Zagłębie Sosnowiec chce przejść do historii. Dobra zmiana na Lecha Poznań

Zagłębie Sosnowiec szykuje się na święto, czyli mecz z Lechem Poznań w półfinale Pucharu Polski. Spotkanie ma być odtrutką na ostatnie niepowodzenia w lidze. Początek wtorkowego meczu o godzinie 18.

ŚLĄSK.SPORT.PL na Twitterze. Obserwujesz? >>

Zagłębie ma w kolekcji cztery Puchary Polski, ale ostatni z nich zdobyło w zamierzchłym roku 1978. Najstarszego dziś piłkarza zespołu z Sosnowca, czyli Krzysztofa Markowskiego (rocznik 1979) nie było jeszcze wtedy na świecie...

Zagłębie musi we wtorek odrobić straty z pierwszego meczu w Poznaniu, który mistrz Polski wygrał 1:0. Po trzech kolejnych porażkach w lidze w Sosnowcu trudno o optymizm, ale jak mówi prezes Marcin Jaroszewski piłka nożna zna nie takie historie. - Na boisku wszystko może zmienić się z minuty na minutę. Zespoły przewracają się i powstają z kolan. Od skrajności do skrajności. My obecnie mamy problemy, ale musimy wyjść na boisko z czystymi głowami. To święto dla Sosnowca. Mecz, na jaki czeka się latami - przypomina prezes.

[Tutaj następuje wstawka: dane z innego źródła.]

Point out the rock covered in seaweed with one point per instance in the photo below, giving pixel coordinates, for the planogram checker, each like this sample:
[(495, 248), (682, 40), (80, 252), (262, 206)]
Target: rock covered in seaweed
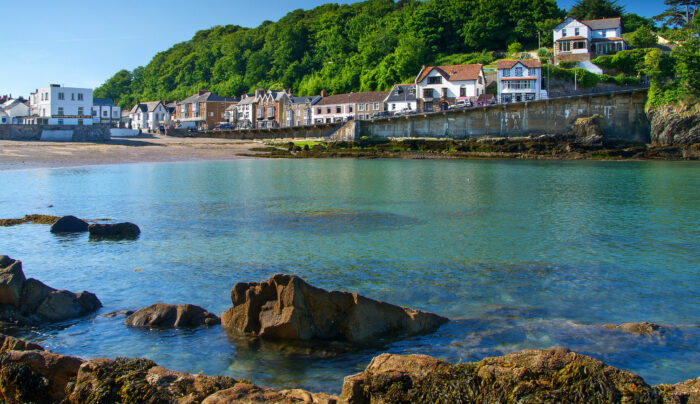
[(172, 316), (114, 231), (286, 307), (31, 302)]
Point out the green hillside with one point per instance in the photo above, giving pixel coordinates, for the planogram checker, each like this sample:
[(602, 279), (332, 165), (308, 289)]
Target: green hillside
[(363, 46)]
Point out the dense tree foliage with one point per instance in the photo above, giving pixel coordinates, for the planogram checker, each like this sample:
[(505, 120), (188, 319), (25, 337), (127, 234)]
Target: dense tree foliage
[(364, 46)]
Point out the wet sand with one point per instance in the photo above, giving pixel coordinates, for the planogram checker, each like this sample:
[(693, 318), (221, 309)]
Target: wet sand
[(35, 154)]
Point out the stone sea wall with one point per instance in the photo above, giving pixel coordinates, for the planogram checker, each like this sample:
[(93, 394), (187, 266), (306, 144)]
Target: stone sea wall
[(70, 133), (622, 113)]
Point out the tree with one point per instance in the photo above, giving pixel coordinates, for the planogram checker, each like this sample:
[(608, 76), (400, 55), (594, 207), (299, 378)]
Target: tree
[(593, 9), (642, 38), (679, 13)]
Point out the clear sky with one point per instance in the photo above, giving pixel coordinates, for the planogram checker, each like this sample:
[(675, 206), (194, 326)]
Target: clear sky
[(83, 43)]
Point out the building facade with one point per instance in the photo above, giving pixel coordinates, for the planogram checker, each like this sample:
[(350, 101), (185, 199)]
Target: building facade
[(104, 111), (299, 110), (203, 110), (580, 41), (343, 107), (519, 80), (149, 116), (56, 105), (438, 87), (402, 98)]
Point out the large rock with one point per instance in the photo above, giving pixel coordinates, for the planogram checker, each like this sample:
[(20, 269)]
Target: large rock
[(170, 315), (114, 231), (286, 307), (11, 281), (69, 224), (589, 130), (554, 375), (36, 376), (138, 380), (31, 302), (675, 125), (8, 343)]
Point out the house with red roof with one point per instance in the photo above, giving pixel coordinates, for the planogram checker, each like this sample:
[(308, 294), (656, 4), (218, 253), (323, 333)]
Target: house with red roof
[(438, 87), (520, 80), (580, 41)]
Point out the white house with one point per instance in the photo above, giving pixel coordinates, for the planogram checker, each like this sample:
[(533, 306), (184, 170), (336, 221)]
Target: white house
[(580, 41), (149, 116), (56, 105), (439, 86), (520, 80), (104, 111), (402, 97), (12, 111)]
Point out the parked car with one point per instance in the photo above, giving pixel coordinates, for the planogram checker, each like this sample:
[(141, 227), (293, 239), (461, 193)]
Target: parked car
[(223, 126), (381, 114)]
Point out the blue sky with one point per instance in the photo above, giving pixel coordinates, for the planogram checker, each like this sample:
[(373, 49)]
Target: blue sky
[(83, 43)]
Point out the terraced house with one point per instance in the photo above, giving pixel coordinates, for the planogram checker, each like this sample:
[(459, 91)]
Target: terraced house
[(203, 110), (343, 107), (438, 87)]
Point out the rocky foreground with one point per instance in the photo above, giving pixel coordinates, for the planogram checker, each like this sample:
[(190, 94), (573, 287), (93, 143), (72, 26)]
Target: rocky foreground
[(30, 374)]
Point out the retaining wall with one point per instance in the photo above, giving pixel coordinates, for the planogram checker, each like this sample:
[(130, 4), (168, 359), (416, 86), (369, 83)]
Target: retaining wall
[(72, 133), (623, 113)]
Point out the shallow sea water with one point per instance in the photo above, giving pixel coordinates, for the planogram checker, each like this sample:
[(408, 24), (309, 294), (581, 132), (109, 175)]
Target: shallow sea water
[(521, 254)]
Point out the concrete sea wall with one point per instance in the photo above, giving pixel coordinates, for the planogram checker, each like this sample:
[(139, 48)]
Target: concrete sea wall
[(623, 114), (66, 133)]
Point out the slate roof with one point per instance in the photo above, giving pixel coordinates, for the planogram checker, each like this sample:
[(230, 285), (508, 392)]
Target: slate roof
[(454, 72), (105, 102), (354, 98), (402, 93), (207, 96), (509, 63), (312, 99), (604, 23)]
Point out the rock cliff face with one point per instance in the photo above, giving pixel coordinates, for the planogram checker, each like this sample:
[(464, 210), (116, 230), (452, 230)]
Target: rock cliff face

Kto będzie odpowiadał za wynik zespołu we wtorkowym spotkaniu? Po piątkowym meczu z Miedzią Legnica trener Artur Derbin stwierdził, że "ciężar decyzyjności" został przesunięty na Roberta Stanka - dyrektora sportowego klubu.

O tym, że coś jest na rzeczy było wiadomi już podczas gry. Derbin przesiedział całe spotkanie na ławce rezerwowych. Co musiało dziwić, gdyż wcześniej zawsze wspierał zespół stojąc tuż przy linii bocznej boiska. - Nie rozumiem o co to całe zamieszanie? Czy klub wydał jakikolwiek komunikat o zmianie trenera? Czy ja to potwierdziłem? Przed meczem z Miedzią postanowiliśmy coś zmienić. Szukaliśmy impulsu, pozytywnego bodźca. To miał być powód do refleksji - tak dla sztabu trenerskiego, jak i piłkarzy. Nie wyszło. Wszyscy jesteśmy z tego powodu źli. Dalej jesteśmy jednak razem. Jesteśmy jedną drużyną. Sztab szkoleniowy się nie zmienia - mówi Jaroszewski, który potwierdza, że pierwszym trenerem wciąż jest Derbin.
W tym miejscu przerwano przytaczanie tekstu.